Multi-site employers will welcome the opinion of the Advocate General of the European Court of Justice (ECJ) last week in the high profile “Woolworths”1 case. In 2013, the UK Employment Appeal Tribunal (EAT) in this case decided that all redundant employees of multi-site employer Woolworths were entitled to a protective award for failure to inform and consult them about their dismissals. The basis for this decision was that the EAT considered that the law should require an employer to aggregate the number of redundancy dismissals across all sites within a company for the purpose of determining whether the 20 employee threshold for informing and consulting employees is met.
The Advocate General, however, does not agree. He says that under the European Directive, an employer is not required to aggregate the number of redundancy dismissals in all establishments for the purpose of determining whether the applicable thresholds are met. If this is correct, multi-site employers will only need to count employees to be dismissed in each “establishment” of the company to determine whether the 20 employee threshold is met to trigger the obligation to inform and consult.
Background to the opinion
Following the mass redundancies that took place after the insolvency of both Woolworths and the clothing retailer Ethel Austin, USDAW, the shop workers union, brought a number of claims against the employers for a protective award for failure to consult employee representatives about those redundancies.
The law as it is currently set out in the UK statute book provides that only an employer who is proposing to dismiss as redundant 20 or more employees at one establishment within a period of 90 days or less must consult employee representatives. Based on this legislation, the Employment Tribunal found that each Woolworths store was a separate “establishment”, so that the obligation to consult collectively only arose at all in the larger stores where 20 or more employees were made redundant (a view now shared by the Advocate General).
USDAW appealed to the Employment Appeal Tribunal and it was decided in July 2013 that the words “at one establishment” should effectively be ignored because the UK statute was an improper implementation of the underlying European Directive. This meant that the number of redundancies required to trigger a collective consultation obligation needed to be looked at on a cross- company basis rather than on a per-establishment basis, which in turn meant that each Woolworths and Ethel Austin employee was entitled to a protective award, irrespective of the size of the store in which they worked.
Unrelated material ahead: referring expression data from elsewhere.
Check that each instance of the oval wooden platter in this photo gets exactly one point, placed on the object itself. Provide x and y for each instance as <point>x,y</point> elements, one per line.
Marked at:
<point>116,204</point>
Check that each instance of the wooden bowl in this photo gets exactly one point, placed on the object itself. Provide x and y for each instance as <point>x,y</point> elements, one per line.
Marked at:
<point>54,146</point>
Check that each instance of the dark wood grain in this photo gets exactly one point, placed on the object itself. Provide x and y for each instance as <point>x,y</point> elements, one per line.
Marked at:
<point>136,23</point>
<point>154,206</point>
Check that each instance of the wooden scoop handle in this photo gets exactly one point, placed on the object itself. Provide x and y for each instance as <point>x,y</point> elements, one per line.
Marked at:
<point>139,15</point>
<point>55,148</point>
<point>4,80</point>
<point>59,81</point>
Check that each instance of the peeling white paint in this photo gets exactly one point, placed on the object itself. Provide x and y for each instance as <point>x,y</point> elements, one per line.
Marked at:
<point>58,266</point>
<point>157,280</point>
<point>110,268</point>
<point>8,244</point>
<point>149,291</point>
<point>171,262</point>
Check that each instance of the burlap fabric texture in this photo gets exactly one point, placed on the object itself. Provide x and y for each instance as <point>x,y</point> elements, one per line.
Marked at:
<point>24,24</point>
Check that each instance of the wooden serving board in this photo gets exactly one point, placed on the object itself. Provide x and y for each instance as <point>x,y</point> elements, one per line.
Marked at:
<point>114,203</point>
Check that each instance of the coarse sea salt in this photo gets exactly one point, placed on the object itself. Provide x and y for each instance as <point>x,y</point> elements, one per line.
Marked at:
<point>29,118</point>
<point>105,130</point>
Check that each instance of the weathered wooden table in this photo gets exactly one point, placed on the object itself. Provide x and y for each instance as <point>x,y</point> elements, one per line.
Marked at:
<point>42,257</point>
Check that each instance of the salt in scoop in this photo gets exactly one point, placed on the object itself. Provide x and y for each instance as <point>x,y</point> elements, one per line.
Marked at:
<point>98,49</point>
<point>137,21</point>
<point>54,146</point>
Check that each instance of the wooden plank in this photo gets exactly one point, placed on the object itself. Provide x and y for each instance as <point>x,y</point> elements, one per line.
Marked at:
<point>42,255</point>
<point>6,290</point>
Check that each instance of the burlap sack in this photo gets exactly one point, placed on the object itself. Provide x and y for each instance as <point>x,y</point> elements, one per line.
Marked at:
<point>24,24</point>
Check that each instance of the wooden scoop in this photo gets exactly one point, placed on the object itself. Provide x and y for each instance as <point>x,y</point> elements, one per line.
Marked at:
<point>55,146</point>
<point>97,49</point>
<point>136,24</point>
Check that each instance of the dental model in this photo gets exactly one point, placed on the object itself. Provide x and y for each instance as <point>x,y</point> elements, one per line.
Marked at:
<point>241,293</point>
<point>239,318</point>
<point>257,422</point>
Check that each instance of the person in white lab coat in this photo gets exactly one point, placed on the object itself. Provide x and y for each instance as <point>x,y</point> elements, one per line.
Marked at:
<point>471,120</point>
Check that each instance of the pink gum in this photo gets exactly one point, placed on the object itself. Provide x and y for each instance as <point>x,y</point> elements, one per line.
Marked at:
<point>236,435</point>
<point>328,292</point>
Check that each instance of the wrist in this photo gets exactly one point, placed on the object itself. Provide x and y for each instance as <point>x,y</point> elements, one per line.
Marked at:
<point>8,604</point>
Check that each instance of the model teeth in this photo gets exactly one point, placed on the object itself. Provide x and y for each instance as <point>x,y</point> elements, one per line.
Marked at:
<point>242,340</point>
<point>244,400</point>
The obligation to pay these awards fell on the Secretary of State, who appealed this decision to the Court of Appeal.
In January 2014, the Court of Appeal referred a number of questions to the ECJ, including a question regarding the exact scope of the concept of “establishment” and whether it should be construed to mean the whole of the relevant business, part of the business contemplating making redundancies, or the unit to which a worker is assigned their duties.
The Advocate General’s considers that the concept of “establishment” must be construed in the same way in relation to both options under the European Directive, that being the local employment unit where workers are assigned to carry out their duties. In reaching this view, the Advocate General considered the socio-economic effects of mass redundancies, and specifically, the effect they have on local communities.
It is therefore the Advocate General’s view that an employer is not required to aggregate the number of redundancy dismissals in all establishments for the purpose of determining whether the applicable thresholds are met.
What the Advocate General’s opinion means for employers contemplating redundancies
The opinion is a welcome relief for employers who have been living with the EAT’s decision since 2013. This has meant having to keep tabs on all non- discipline related dismissals across all their sites when calculating whether they hit the 20 person threshold. This has proved to be a huge administrative burden, particularly for large employers who would have had constant consultation obligations.
Although the opinion of the Advocate General is not binding on the ECJ, it indicates the likely path that the ECJ will take and provides employers with a greater degree of certainty that they will likely be able to soon return to their pre-July 2013 consultation practices. Whilst some employers have been quietly ignoring the “Woolworths case” and have been continuing to consult in the usual fashion while they waited for the results of the ECJ, it is likely that more will now follow suit without much objection. However, a prudent employer may want to take a cautious approach and continue to aggregate the number of redundancies across different locations whilst waiting for the decision of the ECJ which is expected later this year.